Language Identifier List Comments, updated

Mon Dec 27 17:40:57 CET 2004

At 09:20 27/12/2004, Doug Ewell wrote:
>JFC (Jefsey) Morfin <jefsey at jefsey dot com> wrote:
> > I gave some thinking to all this and reviewed the documents that W3C
> > also prepare. I am afraid we want to put too many unrelated things
> > into the same debate, due to a confusion between the three
> > internationalization, multilingualization and vernacularization layers
> > wich are not identifed and documented yet, while some attempt to
> > discuss what belongs to lingual authoritative sources.
>
>Unfortunately, Jefsey is talking past me again, but I think there may be
>some confusion between the draft (RFC 3066bis) and Tex's page.

Doug,
the internet is usually accepted within the IETF as the adherence to the 
documents resulting from the Internet standard process. What is discussed 
in here is a review of the BCP 47 ( 
http://www.inter-locale.com/ID/draft-phillips-langtags-08.html ). The 
discussion of Tex's page is not a problem, what is a problem is that its 
discussion (please consider your own comment below) does not make 
difference between what is private suggestion and what is authoritative in 
an Internet RFC context.

>Tex is putting together an informative Web page, attempting to identify
>which language tags can reasonably be considered "complete" by
>themselves and which need to be qualified by a region subtag.  For
>example, according to the page, "ca" for Catalan is enough information;
>there is no reason to qualify it with a region subtag, as "ca-ES",
>because Catalan is Catalan regardless of where spoken, or because it is
>only spoken in Spain.  On the other hand, "es" needs to be qualified as
>"es-ES", "es-MX", "es-AR", or whatever, because those variants of
>Spanish differ.
>
>That's it.  Tex is not trying to create an IETF or W3C document, or
>express anything normative.  So we need to be careful to specify which
>document we are commenting on.
>
> > As for naming, languages are chosen and documented by the local
> > internet communities, represented by their Trustees, the ccTLD
> > Managers (the SLD Manager for privately defined tags). The same as
> > IANA is not in the business of defining countries (RFC 1591), IANA is
> > not in the business of defining the languages of the countries.
>
>NOBODY is trying to make IANA do this.  This has been said before, and
>apparently needs to be said again.

Please reread what you just wrote. "there is no reason to qualify [Catalan] 
with a region subtag": only an acknowledged Catalan language authority can 
say that. etc. You are in the process of defining the language of the 
countries. What IETF can only do is to say "if there is a need to qualify 
Catalan this is the way to do it".

  RFC 3066bis defines *codes* for languages and for "regions," which are
>not even necessarily countries (most of the U.N.-based numeric codes are
>for geographic regions such as "Europe" or "Western Africa").  The codes
>come from ISO and U.N. sources, and none are invented by any agent of
>IANA or designee of RFC 3066bis except to resolve conflicts created by
>those sources.  The RFC never defines the *entities* associated with
>these codes, and it is very clear about where the definitions do come
>from (generally the U.N.).

The RFC 1591/3490 define that authorities, and IANA acknowledges them, for 
the only Internet governed language related issue which is IDNA (this is 
discussed below).

>RFC 3066bis also does not make any attempt to define which languages are
>(or should be) used in any given country or region.

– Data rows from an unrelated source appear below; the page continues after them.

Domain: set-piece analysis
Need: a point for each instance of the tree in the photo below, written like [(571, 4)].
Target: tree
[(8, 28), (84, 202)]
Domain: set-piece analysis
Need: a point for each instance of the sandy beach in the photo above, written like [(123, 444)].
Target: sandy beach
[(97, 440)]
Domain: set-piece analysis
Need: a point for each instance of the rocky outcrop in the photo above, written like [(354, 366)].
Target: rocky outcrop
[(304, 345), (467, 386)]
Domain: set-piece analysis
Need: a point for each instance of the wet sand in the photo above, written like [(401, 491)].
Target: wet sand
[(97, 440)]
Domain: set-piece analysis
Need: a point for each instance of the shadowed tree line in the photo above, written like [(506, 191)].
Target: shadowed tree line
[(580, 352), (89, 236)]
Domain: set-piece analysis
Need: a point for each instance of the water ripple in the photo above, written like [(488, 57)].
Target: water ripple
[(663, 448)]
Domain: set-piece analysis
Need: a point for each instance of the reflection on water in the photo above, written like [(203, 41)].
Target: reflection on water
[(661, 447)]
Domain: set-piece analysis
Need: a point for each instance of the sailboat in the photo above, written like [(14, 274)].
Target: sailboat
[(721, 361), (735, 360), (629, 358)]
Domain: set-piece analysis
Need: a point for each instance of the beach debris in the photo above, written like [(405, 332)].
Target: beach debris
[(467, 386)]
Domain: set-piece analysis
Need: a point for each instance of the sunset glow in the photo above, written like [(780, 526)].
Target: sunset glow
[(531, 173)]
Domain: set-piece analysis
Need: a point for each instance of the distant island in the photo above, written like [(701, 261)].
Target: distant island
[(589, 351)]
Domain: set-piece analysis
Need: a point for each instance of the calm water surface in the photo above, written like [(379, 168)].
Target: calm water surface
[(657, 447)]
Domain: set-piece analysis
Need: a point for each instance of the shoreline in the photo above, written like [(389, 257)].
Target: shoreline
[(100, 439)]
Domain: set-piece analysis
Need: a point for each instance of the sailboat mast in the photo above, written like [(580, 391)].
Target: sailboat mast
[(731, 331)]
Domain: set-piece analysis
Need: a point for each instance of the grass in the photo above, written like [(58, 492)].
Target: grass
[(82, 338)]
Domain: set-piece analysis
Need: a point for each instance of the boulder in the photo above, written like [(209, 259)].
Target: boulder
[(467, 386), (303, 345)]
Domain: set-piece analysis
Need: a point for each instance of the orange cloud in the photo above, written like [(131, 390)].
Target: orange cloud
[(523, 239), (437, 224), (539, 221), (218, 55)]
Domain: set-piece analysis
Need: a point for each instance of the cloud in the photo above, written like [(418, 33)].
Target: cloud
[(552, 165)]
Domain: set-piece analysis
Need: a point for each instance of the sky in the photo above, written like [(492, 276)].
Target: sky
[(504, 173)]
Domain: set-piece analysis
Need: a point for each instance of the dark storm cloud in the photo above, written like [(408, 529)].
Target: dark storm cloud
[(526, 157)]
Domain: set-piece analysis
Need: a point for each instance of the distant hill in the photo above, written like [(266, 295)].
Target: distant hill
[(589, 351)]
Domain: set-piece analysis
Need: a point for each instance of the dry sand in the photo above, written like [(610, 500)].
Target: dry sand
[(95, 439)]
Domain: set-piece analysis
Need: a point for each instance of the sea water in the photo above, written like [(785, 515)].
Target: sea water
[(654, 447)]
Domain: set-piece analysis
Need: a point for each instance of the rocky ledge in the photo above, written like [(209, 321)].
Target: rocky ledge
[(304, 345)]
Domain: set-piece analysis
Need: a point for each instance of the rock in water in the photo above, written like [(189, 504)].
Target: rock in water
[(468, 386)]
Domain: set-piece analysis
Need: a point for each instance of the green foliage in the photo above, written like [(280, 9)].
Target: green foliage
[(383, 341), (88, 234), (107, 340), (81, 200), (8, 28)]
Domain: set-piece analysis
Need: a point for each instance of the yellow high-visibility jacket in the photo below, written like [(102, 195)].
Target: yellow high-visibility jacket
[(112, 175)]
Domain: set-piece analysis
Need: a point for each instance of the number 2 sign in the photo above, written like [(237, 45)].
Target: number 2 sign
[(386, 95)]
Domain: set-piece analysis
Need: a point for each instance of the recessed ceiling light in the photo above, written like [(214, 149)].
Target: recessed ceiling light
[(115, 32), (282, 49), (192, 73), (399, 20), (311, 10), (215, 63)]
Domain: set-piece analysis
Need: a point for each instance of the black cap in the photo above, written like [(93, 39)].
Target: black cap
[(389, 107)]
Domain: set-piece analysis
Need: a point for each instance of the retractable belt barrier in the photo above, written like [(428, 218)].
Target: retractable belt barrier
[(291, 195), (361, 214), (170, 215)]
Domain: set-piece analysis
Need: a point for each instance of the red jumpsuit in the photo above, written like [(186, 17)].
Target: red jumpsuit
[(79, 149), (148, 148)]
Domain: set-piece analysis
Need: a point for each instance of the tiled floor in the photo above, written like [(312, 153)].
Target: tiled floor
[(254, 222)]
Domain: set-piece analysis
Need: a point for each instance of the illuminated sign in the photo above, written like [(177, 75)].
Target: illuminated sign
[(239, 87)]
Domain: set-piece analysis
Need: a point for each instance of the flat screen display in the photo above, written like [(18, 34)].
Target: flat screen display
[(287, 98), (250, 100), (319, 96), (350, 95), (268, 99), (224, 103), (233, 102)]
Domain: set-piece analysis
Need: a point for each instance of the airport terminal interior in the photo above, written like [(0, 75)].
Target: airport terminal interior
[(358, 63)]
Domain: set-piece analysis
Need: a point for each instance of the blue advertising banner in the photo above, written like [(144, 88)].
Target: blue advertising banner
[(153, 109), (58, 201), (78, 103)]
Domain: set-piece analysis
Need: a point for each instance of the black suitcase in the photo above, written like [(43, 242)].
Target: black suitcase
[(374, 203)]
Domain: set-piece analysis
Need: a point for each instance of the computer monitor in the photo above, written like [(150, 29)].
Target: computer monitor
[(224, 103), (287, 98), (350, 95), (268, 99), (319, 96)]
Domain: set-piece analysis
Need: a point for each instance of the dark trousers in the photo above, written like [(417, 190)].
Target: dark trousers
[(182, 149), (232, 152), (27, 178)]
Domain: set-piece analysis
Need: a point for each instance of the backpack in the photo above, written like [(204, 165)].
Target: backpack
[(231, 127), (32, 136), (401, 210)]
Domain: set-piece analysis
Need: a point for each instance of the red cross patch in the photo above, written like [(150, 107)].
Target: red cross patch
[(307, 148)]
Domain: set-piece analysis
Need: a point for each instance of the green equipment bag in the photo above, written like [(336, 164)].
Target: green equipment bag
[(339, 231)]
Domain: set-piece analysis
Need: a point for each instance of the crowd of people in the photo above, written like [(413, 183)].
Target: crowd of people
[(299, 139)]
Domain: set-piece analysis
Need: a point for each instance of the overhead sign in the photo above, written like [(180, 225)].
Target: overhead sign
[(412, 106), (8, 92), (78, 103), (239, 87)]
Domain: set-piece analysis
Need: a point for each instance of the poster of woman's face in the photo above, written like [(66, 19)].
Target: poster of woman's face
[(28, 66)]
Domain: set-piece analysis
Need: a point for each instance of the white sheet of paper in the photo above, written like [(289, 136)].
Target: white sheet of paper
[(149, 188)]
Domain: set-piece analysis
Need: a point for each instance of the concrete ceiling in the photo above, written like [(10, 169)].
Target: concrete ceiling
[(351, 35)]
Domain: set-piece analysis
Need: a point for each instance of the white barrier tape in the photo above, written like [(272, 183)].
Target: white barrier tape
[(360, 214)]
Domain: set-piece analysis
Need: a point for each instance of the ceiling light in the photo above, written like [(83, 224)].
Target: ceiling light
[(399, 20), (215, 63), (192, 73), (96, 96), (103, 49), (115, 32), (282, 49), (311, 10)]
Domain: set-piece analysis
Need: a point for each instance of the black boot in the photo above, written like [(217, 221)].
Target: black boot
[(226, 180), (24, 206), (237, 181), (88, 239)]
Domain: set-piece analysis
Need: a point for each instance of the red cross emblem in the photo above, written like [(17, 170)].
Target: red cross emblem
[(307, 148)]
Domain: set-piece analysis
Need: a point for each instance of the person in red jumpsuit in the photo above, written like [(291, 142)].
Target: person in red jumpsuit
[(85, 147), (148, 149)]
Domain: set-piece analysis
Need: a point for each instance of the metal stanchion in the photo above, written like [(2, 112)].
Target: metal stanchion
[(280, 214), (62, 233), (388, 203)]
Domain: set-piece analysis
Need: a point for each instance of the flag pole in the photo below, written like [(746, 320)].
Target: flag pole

This is a final discussion of the Phillips-08 Draft, you call "RFC 
3066bis". This discussion only shows that its attempt to define the tags of 
these languages does not clarify enough its confusions. What is to be 
discussed is what is unclear in relation to other issues under Internet 
standard process.

The IDNA use the BCP47 (ie. RFC 3066 which is discussed here) to define the 
IDN language table.

Please review:
http://www.iana.org/assignments/idn/

Phillips-08 draft ABNF is similar but conflicts with the ubmission template 
of this IANA procedure which is not in ABNF:
http://www.iana.org/assignments/idn/registry-language-template.txt

If you want to understand the typical conflicts, please take the NASK 
submission of the Arab used in Poland,
http://www.iana.org/assignments/idn/pl-arabic.html
and the description of the Japanese to be used in Japan for registration as 
submitted by JPNIC:
http://www.iana.org/assignments/idn/jp-japanese.html .
You will note that the Polish entry (much controverted submission due to 
its linguistic and political implication, resulting into a letter of 
apologies by the NASK) is only a character set list. While the Japanese 
submission quotes a Japanese text 
http://jprs.jp/doc/rule/saisoku-1-wideusejp.html
as intrinsic part of a IANA document (the document cannot really be fully 
understood without understanding this text). This defines a Japanese 
language (the language used in that document).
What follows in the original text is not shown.